Friday, June 01, 2007

Welcome Back Dr. Jack!!

Welcome back Dr Jack!

While you were gone we here in Oregon passed the nation's first and most logical Physician-Assisted Suicide law, the Oregon Death With Dignity Act. Under it, after a process involving two doctors, and a lot of other screening, those who have a prognosis of six months to live or less, can get (usually) a fatal dose of liquid Nembutal and die peacefully, surrounded by family and friends (if they choose) or in solitude.

The religious fanatics who run things in Washington tried to knock out the law, Dr. Jack. It went to the U.S. Supreme Court. We won.

We're sorry you went to jail for the concept of controlling one's death the way one controls one's life.

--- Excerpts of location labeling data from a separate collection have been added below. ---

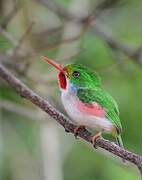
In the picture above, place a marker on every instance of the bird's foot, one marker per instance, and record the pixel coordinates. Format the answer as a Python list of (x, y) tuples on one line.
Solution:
[(77, 129), (94, 139)]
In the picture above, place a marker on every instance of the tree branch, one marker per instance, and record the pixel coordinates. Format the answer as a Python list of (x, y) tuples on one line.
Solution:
[(30, 95)]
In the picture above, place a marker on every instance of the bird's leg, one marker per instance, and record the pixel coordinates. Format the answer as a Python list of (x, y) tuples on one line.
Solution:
[(77, 129), (95, 137)]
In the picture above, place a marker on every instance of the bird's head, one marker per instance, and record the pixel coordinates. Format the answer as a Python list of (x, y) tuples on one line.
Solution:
[(74, 76)]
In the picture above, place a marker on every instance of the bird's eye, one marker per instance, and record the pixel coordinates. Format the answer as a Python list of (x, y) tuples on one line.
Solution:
[(76, 74)]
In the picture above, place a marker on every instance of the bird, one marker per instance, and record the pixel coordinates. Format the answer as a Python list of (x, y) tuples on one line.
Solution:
[(87, 102)]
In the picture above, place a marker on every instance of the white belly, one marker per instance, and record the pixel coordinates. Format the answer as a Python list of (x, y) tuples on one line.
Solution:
[(70, 104)]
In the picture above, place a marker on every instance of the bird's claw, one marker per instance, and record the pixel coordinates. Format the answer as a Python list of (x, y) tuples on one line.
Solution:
[(76, 131), (94, 139)]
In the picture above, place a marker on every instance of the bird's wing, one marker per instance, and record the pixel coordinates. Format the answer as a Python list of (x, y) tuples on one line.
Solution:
[(90, 97)]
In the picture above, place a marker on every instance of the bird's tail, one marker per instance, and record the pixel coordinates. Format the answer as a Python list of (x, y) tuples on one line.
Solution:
[(119, 141)]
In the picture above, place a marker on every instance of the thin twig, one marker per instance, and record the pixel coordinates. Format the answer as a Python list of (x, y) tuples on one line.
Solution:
[(30, 95)]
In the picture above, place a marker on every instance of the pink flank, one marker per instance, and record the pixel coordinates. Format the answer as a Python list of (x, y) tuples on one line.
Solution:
[(93, 109)]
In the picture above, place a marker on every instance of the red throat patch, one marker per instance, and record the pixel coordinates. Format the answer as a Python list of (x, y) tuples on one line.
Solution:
[(62, 80)]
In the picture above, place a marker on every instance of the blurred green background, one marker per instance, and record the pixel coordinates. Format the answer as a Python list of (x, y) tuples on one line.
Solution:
[(33, 145)]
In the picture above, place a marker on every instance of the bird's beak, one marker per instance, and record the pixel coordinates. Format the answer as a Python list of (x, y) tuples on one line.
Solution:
[(53, 63)]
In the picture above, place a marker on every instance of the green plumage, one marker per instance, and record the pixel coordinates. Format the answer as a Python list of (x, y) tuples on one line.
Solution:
[(90, 90)]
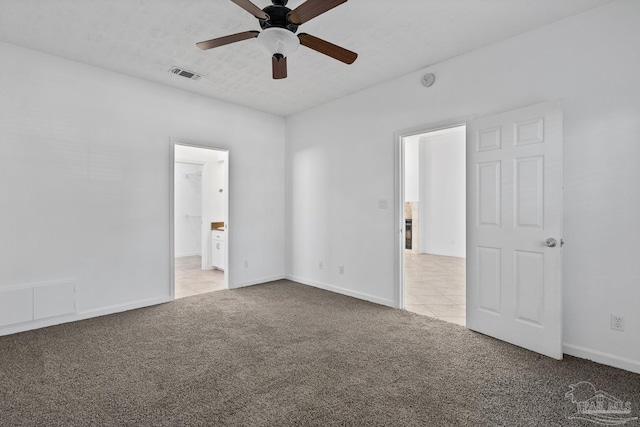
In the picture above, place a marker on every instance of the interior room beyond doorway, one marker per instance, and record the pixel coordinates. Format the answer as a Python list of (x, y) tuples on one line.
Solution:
[(200, 218), (435, 224)]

We wish you had been able to control your own life these past years, when you were locked away.

The vanguard of any movement begins with those who push the limits outrageously. You did that. We understand. We may have disagreed with some of your tactics, but we know where you're coming from…a sense of medical ethics that says, "The patient is the boss. The patient has the right to die as he chooses."

The rest of the country? Consider this. Consider that you have been diagnosed with a terrible lung disease that will cause you to be shorter and shorter of breath, gradually getting worse day after day. You find yourself gasping for breath and know that soon you will suffocate to death…as though someone put a pillow over your head.

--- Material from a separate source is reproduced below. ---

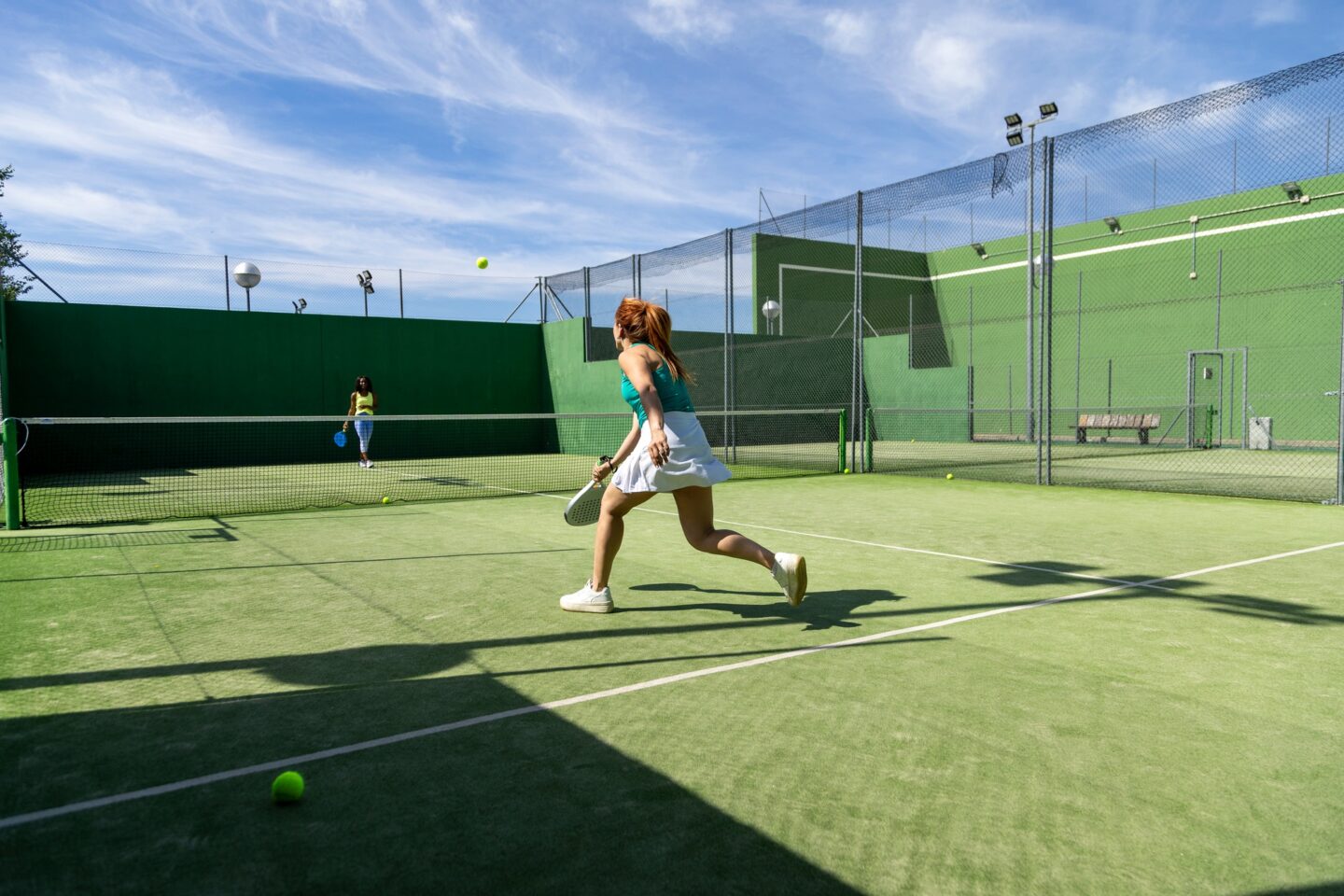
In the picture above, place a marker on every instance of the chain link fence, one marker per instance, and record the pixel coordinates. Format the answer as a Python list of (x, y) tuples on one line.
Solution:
[(1152, 302)]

Say you knew someone who had had the same disease, and you saw how he deteriorated. You watched him gasp for breath. You knew he was going to suffocate one day soon. And now it's you. You're going to suffocate to death. A long, lingering terrifying death.

What would you want to do? If you were not bound to a rigid and illogical set of religious rules, most likely you would say, "I want out before I get like that. I know what is my fate. Don’t' make me suffer. Please don't let me suffocate."

Right now, the politicians answer is, "Sorry, Charlie. Take a hike."
The dirty little secret is that, all over America, doctors and nurses are conspiring to help such people die. They take the risk of losing their careers and even facing jail time if caught. They don't get caught. They do help people die.

Everybody else looks the other way. Does this make sense to you?

I'm pleading your case, Dr. Jack.

We're glad you're back. I have the feeling we haven't heard the last from you.

I hope not.


this also appears on huffingtonpost.com

2 comments:

Anonymous said...

Religious fanatics are far from the only people who dissent from your crush on Kevorkian.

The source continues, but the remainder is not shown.